直線微動アレイ探査は,表面波探査より深い深度の探査が可能である。また,道路で発生する交通振動を信号源として探査が行える。しかし,表面波探査や他の微動アレイ探査と異なり,確実に必要な調査が実施できる可能性が低い。

2.3 S波トモグラフィー探査
 表面波探査や直線微動アレイ探査では,地表面に起伏を有する盛土や堤防の横断面を調査できない。地表面が平坦でない地盤内部のS波速度の取得を行いたい場合には,S波トモグラフィー探査を利用する。

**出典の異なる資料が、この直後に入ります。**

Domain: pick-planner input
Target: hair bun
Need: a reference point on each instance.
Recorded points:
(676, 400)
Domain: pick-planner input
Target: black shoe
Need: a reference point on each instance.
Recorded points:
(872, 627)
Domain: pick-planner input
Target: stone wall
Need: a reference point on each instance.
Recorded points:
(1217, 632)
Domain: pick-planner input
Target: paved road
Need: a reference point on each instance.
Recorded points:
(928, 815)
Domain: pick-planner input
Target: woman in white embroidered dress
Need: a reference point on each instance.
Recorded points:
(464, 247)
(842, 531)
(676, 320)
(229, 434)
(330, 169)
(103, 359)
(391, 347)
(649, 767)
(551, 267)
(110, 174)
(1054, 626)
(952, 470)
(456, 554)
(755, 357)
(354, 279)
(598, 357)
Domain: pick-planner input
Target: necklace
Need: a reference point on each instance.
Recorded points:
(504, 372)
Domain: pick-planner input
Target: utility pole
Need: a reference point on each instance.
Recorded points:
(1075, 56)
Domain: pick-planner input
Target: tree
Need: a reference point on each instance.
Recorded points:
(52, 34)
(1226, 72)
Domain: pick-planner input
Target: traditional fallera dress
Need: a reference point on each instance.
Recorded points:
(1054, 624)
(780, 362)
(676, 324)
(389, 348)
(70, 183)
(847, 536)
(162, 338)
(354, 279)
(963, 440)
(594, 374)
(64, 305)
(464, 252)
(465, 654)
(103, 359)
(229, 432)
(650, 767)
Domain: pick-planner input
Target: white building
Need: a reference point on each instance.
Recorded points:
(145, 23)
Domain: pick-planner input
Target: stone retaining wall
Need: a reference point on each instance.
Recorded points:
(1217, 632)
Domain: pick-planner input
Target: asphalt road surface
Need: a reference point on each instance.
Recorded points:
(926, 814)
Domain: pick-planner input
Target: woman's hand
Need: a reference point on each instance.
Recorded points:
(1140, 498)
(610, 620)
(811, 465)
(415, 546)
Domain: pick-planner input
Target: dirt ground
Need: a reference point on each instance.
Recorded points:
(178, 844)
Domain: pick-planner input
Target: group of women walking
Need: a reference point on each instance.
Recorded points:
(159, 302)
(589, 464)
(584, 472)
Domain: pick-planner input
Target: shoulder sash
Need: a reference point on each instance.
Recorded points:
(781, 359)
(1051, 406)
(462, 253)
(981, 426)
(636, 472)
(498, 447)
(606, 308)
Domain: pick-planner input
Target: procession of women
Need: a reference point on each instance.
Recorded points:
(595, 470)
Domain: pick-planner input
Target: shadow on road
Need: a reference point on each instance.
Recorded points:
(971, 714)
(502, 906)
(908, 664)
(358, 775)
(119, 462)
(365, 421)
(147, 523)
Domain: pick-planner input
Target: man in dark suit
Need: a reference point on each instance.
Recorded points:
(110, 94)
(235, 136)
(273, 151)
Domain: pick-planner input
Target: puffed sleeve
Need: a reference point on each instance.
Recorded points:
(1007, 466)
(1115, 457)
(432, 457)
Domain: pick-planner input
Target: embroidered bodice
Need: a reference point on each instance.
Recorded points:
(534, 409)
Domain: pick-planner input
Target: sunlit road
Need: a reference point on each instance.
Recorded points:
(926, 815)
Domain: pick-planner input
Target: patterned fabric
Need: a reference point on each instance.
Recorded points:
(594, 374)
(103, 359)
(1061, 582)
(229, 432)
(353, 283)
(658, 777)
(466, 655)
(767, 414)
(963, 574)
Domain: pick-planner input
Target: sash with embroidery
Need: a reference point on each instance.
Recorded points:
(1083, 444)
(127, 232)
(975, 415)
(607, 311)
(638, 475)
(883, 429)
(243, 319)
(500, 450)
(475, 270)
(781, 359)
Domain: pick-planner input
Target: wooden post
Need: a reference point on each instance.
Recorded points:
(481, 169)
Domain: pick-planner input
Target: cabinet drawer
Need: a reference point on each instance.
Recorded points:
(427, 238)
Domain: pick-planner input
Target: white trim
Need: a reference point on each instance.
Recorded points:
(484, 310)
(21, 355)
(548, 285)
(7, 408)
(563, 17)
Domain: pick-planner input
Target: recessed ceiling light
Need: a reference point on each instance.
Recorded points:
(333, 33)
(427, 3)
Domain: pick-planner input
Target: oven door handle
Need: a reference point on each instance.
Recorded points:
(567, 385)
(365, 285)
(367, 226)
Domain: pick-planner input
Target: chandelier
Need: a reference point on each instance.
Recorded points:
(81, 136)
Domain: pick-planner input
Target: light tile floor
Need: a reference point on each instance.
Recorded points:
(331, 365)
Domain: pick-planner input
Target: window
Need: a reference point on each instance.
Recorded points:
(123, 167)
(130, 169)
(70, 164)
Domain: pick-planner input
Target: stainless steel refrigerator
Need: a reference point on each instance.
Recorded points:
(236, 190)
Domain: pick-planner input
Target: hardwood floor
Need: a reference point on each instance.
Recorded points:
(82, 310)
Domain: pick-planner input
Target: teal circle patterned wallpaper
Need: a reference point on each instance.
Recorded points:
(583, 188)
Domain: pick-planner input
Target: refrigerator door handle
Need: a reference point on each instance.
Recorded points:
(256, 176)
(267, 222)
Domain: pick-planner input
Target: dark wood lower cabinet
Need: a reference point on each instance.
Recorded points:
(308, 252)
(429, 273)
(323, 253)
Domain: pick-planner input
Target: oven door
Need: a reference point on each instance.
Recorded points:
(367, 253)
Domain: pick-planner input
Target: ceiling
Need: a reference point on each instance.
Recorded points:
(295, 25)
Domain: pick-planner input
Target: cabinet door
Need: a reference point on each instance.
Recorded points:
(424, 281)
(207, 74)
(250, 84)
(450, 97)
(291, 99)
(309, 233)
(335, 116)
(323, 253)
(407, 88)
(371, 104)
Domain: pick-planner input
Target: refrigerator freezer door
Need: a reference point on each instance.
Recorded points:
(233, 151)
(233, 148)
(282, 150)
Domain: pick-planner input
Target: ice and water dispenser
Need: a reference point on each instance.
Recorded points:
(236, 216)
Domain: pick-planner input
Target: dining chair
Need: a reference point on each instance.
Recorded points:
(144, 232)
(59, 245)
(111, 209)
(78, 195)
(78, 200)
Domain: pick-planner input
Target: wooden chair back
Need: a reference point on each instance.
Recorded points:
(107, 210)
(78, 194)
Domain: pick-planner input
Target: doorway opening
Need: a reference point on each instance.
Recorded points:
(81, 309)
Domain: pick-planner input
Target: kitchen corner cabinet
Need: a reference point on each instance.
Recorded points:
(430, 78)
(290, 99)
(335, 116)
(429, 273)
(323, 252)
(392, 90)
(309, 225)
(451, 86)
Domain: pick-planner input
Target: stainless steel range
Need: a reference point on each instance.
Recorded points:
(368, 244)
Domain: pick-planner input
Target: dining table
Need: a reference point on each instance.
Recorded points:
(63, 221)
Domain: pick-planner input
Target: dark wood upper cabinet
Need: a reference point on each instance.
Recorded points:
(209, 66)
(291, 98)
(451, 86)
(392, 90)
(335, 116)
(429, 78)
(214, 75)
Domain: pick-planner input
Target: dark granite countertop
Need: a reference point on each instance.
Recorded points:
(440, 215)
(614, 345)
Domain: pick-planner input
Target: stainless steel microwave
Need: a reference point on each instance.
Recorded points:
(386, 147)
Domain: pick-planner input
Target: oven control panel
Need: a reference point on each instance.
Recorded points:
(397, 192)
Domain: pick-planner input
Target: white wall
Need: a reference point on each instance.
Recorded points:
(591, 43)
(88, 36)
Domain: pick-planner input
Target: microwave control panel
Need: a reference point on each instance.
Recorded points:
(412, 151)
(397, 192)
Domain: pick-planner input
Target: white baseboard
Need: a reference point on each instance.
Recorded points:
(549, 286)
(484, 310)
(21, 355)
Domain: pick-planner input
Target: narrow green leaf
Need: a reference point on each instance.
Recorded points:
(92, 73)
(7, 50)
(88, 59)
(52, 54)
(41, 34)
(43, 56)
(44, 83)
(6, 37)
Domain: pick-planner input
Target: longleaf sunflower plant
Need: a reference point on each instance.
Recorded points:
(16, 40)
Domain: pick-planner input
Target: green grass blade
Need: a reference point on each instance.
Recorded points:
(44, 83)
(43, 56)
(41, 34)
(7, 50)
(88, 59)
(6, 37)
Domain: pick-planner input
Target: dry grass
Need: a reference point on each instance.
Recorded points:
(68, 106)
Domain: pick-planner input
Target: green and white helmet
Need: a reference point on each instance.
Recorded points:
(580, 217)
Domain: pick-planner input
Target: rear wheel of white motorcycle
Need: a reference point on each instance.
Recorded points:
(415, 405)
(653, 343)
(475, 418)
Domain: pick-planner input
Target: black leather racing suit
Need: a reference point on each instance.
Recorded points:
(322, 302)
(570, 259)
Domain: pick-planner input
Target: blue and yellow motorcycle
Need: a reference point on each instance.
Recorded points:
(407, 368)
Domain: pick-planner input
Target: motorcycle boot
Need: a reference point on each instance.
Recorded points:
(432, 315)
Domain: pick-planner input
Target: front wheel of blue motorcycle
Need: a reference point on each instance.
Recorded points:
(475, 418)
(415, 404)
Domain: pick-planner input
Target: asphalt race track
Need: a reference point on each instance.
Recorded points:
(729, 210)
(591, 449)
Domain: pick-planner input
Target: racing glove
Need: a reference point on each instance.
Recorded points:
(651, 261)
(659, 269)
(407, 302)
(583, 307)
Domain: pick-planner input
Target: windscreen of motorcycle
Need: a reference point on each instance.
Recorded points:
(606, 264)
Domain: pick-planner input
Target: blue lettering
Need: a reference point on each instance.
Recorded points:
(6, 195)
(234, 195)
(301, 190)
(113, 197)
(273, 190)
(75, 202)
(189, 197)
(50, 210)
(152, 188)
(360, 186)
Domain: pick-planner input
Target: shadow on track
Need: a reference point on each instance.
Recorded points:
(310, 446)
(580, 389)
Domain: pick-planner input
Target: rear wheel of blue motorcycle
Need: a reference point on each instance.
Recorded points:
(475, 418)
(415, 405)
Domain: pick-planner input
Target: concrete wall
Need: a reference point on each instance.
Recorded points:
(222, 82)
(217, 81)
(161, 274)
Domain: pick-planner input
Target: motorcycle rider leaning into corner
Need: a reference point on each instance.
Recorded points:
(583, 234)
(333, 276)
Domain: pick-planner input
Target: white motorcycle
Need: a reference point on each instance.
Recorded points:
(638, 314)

 S波トモグラフィー探査の長所は,起伏のある測線でも探査が行える点である。問題点は,表面波と異なり振動の強度が低く,また減衰量も大きいため,交通量が多い場合などでは,良質な記録の取得が困難となる点である。また,S波の起振は労力を要するため,探査効率が低い。解析結果例を図に示す。

3. まとめ
 道路盛土の耐震性評価に必要となる地盤強度分布の把握に利用可能な,物理探査による地盤内部のS波速度の測定手法を紹介した。表面波探査を中心に,より深部を測定したい場合に直線微動アレイ探査を,掘削が困難な道路下部域の測定を行いたい場合にS波トモグラフィー探査を実施する計画とすると良い。